Aboubakar fired blanks for the first time at Afcon 2021, preventing him from becoming the only player in the tournament’s history to score in each of his side’s first five games in the competition.

Toko Ekambi spared his teammate’s blushes and the pair — who have contributed to Cameroon’s 11 goals — are the dynamic duo leading the Indomitable Lions’ charge to a sixth title.

Older supporters will remember the 1972 failure, where the Lions could only end third as hosts. They strive to go one better this time, but they have Mohamed Salah’s Egypt standing in their way.

It would have been easy to predict the Pharaohs’ demise after that Nigeria defeat in the opening round. It would have been somewhat reasonable to foresee another disappointing Afcon showing for the North African giants to follow the 2019 edition where they were eliminated by South Africa in the Round of 16 despite hosting the competition.

Carlos Queiroz’s troops may have only two open-play goals at this finals, but the strength and resilience shown since the 1-0 loss to the Super Eagles mean they must be taken seriously.

In Salah, they possess the tournament’s best player, whose importance and game-changing quality will strike fear into any defence.

The Liverpool star has been directly involved in all but one of the Pharaohs’ four goals so far, brilliantly setting up Trezeguet in Sunday’s comeback win over Morocco for his third goal contribution.

The Indomitable Lions’ concession in every game but the last round suggests their backline is there for the taking, and Salah and co will strive to pounce as Egypt look to avenge that 2017 final failure.

While the participants in Thursday’s semi-final can boast 12 Africa Cup of Nations titles between them, Senegal and Burkina Faso are yet to taste success in Africa’s esteemed competition.

Aliou Cisse’s Lions of Teranga entered this year’s finals as the highest-ranked African nation and tournament favourites, a tag they have struggled to live up to.

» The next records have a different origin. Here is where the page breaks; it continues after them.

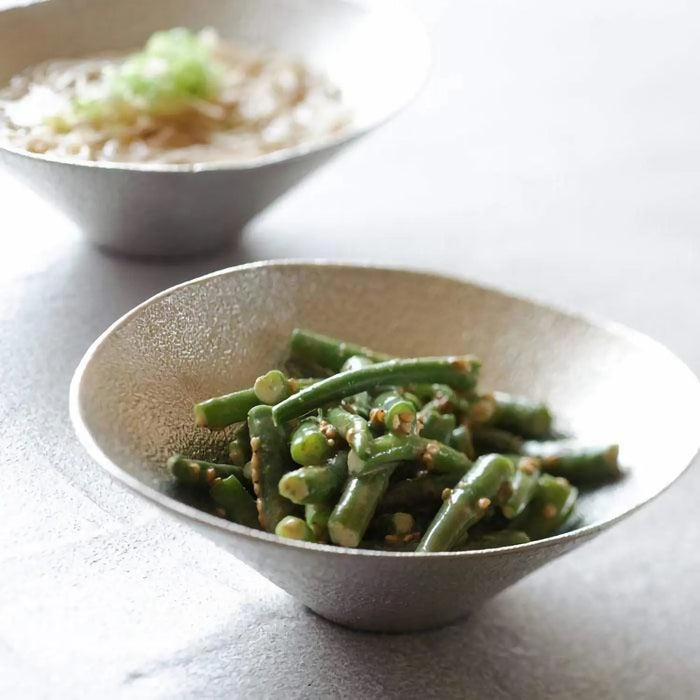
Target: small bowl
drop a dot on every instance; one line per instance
(377, 55)
(132, 395)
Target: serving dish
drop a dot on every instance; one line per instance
(132, 395)
(377, 54)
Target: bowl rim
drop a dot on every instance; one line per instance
(177, 508)
(292, 153)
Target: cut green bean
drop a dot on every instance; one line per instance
(238, 505)
(352, 514)
(467, 503)
(326, 351)
(433, 455)
(553, 503)
(351, 427)
(316, 516)
(196, 472)
(294, 528)
(272, 387)
(357, 362)
(222, 411)
(524, 486)
(269, 463)
(462, 372)
(578, 463)
(239, 448)
(309, 444)
(397, 413)
(316, 484)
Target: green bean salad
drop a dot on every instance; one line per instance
(355, 448)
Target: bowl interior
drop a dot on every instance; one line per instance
(378, 57)
(134, 392)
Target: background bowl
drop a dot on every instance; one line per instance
(132, 396)
(378, 56)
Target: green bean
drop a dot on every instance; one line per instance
(554, 501)
(352, 428)
(196, 472)
(294, 528)
(319, 484)
(309, 444)
(397, 413)
(434, 456)
(392, 525)
(222, 411)
(461, 440)
(524, 486)
(460, 371)
(438, 426)
(467, 503)
(580, 464)
(352, 514)
(269, 463)
(316, 516)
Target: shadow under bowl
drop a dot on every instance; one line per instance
(377, 55)
(132, 396)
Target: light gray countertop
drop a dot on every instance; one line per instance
(555, 153)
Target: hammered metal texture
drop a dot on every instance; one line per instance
(378, 58)
(133, 397)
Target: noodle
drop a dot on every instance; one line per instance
(264, 102)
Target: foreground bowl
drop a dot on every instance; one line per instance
(132, 395)
(378, 57)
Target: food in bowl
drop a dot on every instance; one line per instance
(355, 448)
(186, 97)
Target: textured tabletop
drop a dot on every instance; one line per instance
(555, 153)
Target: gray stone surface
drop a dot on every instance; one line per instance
(555, 154)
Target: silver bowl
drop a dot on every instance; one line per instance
(132, 395)
(378, 55)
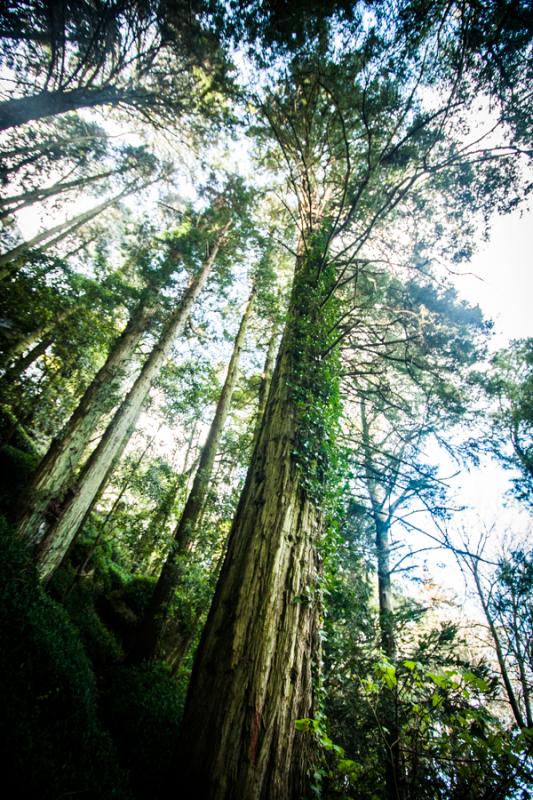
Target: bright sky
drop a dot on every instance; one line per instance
(504, 286)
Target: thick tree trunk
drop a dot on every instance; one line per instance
(158, 629)
(59, 466)
(253, 674)
(71, 515)
(20, 110)
(13, 260)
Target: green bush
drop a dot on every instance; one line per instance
(144, 706)
(52, 742)
(16, 467)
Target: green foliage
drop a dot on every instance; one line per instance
(143, 708)
(17, 466)
(52, 740)
(314, 379)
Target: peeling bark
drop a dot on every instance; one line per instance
(253, 674)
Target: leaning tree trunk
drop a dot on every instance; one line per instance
(53, 548)
(15, 370)
(158, 631)
(57, 470)
(13, 259)
(18, 347)
(389, 699)
(253, 674)
(20, 110)
(264, 386)
(14, 203)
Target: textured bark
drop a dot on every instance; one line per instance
(159, 630)
(52, 550)
(20, 110)
(57, 471)
(13, 260)
(253, 675)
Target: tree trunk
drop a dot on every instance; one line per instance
(16, 369)
(158, 628)
(57, 470)
(71, 515)
(158, 522)
(13, 260)
(25, 199)
(253, 674)
(388, 700)
(509, 690)
(264, 387)
(27, 340)
(20, 110)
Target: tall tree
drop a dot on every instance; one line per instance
(356, 144)
(157, 633)
(150, 58)
(53, 547)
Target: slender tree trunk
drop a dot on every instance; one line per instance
(52, 550)
(158, 629)
(253, 674)
(13, 260)
(159, 520)
(27, 340)
(103, 527)
(25, 199)
(20, 110)
(58, 468)
(511, 696)
(389, 700)
(264, 387)
(378, 499)
(16, 369)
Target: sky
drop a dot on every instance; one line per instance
(501, 277)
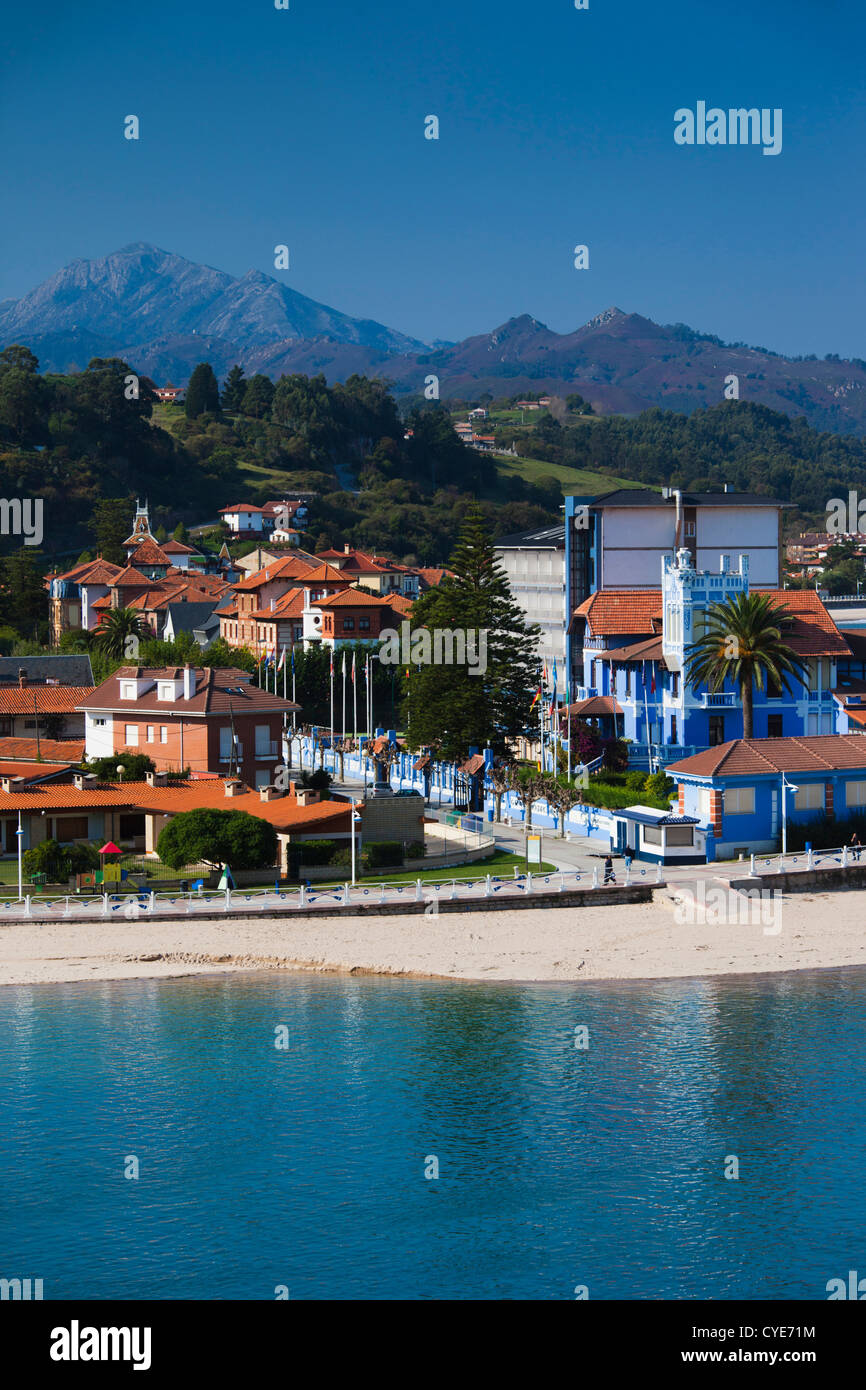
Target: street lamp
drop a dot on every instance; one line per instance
(20, 833)
(356, 820)
(786, 786)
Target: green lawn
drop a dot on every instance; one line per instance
(573, 480)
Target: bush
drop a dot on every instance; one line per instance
(384, 852)
(206, 836)
(316, 851)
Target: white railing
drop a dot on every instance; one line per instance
(804, 861)
(328, 895)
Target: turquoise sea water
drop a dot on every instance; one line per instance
(558, 1166)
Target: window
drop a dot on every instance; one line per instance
(680, 836)
(740, 801)
(71, 827)
(855, 794)
(716, 730)
(809, 798)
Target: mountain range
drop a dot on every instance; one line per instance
(163, 313)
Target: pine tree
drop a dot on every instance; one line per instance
(445, 705)
(202, 392)
(234, 388)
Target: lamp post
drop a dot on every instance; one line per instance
(356, 820)
(786, 786)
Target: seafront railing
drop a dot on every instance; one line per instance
(327, 897)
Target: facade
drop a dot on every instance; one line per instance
(535, 567)
(134, 813)
(736, 790)
(619, 540)
(205, 719)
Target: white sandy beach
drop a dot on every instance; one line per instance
(605, 943)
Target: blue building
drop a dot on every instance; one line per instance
(736, 790)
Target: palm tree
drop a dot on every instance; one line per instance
(116, 630)
(744, 641)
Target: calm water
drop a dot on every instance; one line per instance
(558, 1166)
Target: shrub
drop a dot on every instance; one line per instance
(384, 852)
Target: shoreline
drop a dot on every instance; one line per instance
(635, 941)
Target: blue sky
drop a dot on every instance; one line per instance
(306, 127)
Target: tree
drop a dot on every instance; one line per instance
(742, 641)
(214, 837)
(446, 704)
(134, 765)
(116, 631)
(110, 527)
(202, 392)
(232, 391)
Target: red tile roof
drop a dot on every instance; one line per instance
(50, 749)
(217, 691)
(770, 756)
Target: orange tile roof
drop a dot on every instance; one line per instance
(50, 749)
(770, 756)
(148, 552)
(47, 699)
(620, 612)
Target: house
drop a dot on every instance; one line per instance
(534, 563)
(736, 790)
(134, 813)
(205, 719)
(28, 710)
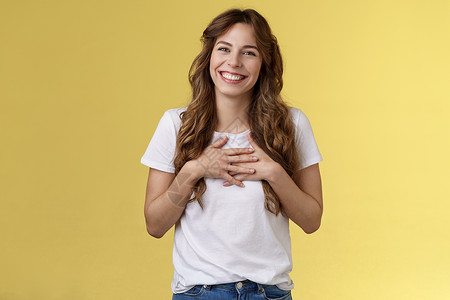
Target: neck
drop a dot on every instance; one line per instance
(232, 113)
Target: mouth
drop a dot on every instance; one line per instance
(232, 77)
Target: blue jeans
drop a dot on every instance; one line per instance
(243, 290)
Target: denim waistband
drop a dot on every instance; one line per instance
(238, 285)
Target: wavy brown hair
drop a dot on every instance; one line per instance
(269, 117)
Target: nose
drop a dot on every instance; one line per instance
(234, 60)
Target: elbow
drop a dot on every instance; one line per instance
(311, 228)
(154, 232)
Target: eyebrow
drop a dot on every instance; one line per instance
(228, 44)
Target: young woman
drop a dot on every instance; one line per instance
(231, 168)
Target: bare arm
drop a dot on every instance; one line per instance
(166, 198)
(301, 197)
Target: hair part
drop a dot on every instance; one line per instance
(269, 117)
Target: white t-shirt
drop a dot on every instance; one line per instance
(233, 237)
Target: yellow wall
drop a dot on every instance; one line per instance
(84, 83)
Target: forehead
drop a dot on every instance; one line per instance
(238, 34)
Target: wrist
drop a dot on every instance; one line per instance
(191, 168)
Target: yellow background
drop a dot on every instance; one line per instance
(83, 85)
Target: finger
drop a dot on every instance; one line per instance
(241, 158)
(220, 142)
(240, 177)
(233, 181)
(237, 151)
(238, 170)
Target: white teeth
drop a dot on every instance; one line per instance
(232, 77)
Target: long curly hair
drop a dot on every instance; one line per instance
(269, 117)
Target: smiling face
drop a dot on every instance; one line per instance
(235, 62)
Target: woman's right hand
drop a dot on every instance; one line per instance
(215, 162)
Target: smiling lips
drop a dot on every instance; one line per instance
(232, 77)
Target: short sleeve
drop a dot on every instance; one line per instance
(307, 148)
(161, 149)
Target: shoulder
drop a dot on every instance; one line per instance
(174, 113)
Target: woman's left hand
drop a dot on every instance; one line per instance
(265, 167)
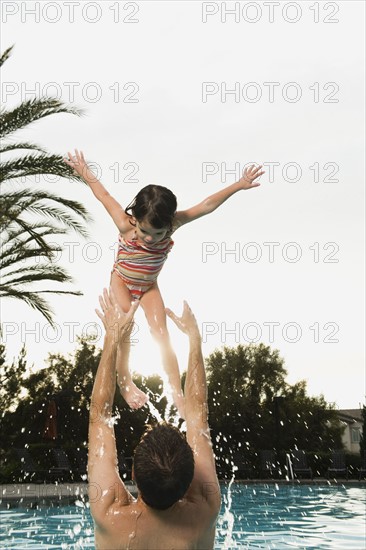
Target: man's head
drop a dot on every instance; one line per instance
(163, 466)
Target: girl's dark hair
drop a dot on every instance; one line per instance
(155, 204)
(163, 466)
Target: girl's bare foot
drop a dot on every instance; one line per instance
(179, 402)
(134, 397)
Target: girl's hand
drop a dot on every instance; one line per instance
(187, 322)
(249, 177)
(78, 163)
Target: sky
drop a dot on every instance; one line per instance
(185, 95)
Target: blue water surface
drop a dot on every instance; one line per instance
(252, 516)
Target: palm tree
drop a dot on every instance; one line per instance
(30, 216)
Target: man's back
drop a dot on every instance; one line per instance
(179, 494)
(186, 525)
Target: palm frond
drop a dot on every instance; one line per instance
(24, 145)
(5, 55)
(33, 274)
(34, 300)
(31, 111)
(32, 165)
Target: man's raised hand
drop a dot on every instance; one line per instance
(186, 322)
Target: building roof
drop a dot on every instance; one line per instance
(350, 415)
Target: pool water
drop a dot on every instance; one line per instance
(252, 516)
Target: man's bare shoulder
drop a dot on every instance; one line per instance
(186, 525)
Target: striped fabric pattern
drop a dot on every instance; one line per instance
(139, 264)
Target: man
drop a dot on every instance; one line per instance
(178, 492)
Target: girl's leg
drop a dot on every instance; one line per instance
(153, 306)
(134, 397)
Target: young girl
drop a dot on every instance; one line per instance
(145, 230)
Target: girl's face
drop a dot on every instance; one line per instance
(149, 234)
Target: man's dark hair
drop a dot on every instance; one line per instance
(155, 204)
(163, 466)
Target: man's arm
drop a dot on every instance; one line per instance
(205, 484)
(105, 484)
(212, 202)
(114, 209)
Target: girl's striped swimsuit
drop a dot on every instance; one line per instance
(139, 264)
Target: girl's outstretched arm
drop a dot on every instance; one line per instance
(208, 205)
(114, 209)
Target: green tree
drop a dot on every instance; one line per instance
(30, 217)
(69, 381)
(363, 431)
(11, 377)
(252, 407)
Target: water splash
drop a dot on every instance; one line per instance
(154, 411)
(289, 467)
(228, 518)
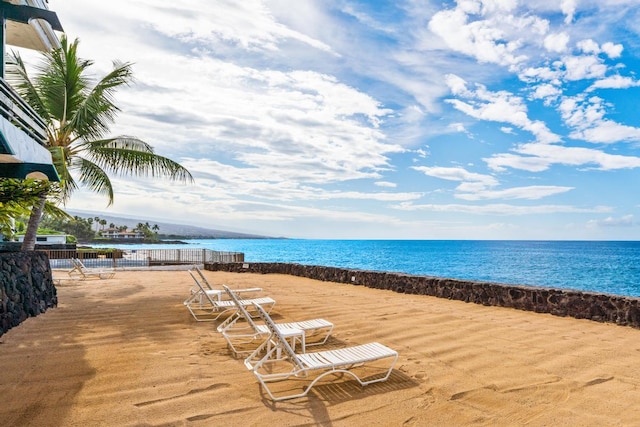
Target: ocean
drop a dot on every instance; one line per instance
(597, 266)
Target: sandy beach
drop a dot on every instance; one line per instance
(126, 352)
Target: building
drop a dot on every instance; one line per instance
(23, 153)
(48, 239)
(114, 233)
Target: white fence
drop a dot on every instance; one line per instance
(139, 257)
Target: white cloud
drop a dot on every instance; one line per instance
(498, 106)
(569, 9)
(625, 221)
(482, 39)
(588, 46)
(476, 186)
(587, 119)
(614, 82)
(583, 67)
(556, 42)
(533, 192)
(535, 157)
(502, 209)
(456, 174)
(612, 50)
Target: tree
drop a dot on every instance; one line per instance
(18, 196)
(78, 116)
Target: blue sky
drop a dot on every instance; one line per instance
(496, 119)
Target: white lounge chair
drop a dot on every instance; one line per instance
(82, 272)
(317, 365)
(243, 334)
(201, 283)
(208, 306)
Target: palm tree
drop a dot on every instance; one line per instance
(78, 115)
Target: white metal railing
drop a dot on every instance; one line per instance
(117, 258)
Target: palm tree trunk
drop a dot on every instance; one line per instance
(29, 242)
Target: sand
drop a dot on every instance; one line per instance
(126, 352)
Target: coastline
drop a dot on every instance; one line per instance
(125, 351)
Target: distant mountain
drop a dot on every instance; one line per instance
(169, 229)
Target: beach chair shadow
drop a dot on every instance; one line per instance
(285, 374)
(241, 332)
(80, 271)
(207, 304)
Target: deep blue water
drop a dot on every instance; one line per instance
(598, 266)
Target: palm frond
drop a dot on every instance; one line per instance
(123, 142)
(94, 116)
(94, 177)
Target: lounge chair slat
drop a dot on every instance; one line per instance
(326, 362)
(229, 329)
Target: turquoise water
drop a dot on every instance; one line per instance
(608, 267)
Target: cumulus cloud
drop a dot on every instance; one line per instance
(556, 42)
(624, 221)
(476, 186)
(501, 209)
(586, 116)
(500, 106)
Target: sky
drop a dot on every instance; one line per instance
(341, 119)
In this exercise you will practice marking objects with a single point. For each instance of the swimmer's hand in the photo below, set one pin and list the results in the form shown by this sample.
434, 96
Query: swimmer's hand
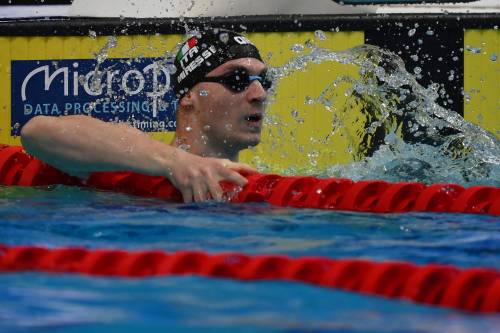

Having said that, it would be remiss to dismiss a strong showing in their quarter-final win over Equatorial Guinea on Sunday, a performance that indicated the West African nation could be hitting top gear at the right time.

Their prospects are enhanced by Sadio Mane, who, despite not scoring in that 3-1 win last time out, was menacing for large periods, taking up interesting positions between the lines.

In a sense, Cisse will be pleased his troops won without their talisman scoring, as they tend to lean on him to be decisive in these tight games.

Be that as it may, the 2019 runners-up will look to the Liverpool forward — whose shot conversion rate of 26 percent since 2017 is bettered by only Odion Ighalo’s 42 percent — seeking another final and a chance to right wrongs of 2002 and 2019.

Burkina Faso may be the least fancied side of all the semi-finalists, but the Stallions have earned the right to be here, battling through the group stage and showing a certain doggedness and determination to progress through tough knockout games.

Since threatening to throw a spanner in the works of Cameroon’s big day, Kamou Malo’s troops have equally been undaunted by the political unrest at home to go within touching distance of only their second Afcon final and a first since 2013.

“These goings-on give us added motivation,” said Stallions coach Malo. “We dedicated that victory over Tunisia to the people back home who are going through a turbulent time politically and socially.”

Senegal must be wary of the Burkinabe’s menace in transition, particularly evident in well-worked strikes against Gabon and the Eagles of Carthage in the last round, the latter arguably the best team goal of the finals.

The upcoming semis are fraught with anxiety with success now within touching distance for one of these four teams remaining in the competition.

Whichever way the next couple of games play out, the four sides left deserve to be here and each will back themselves for a chance to compete for Africa’s finest honour in Sunday’s final.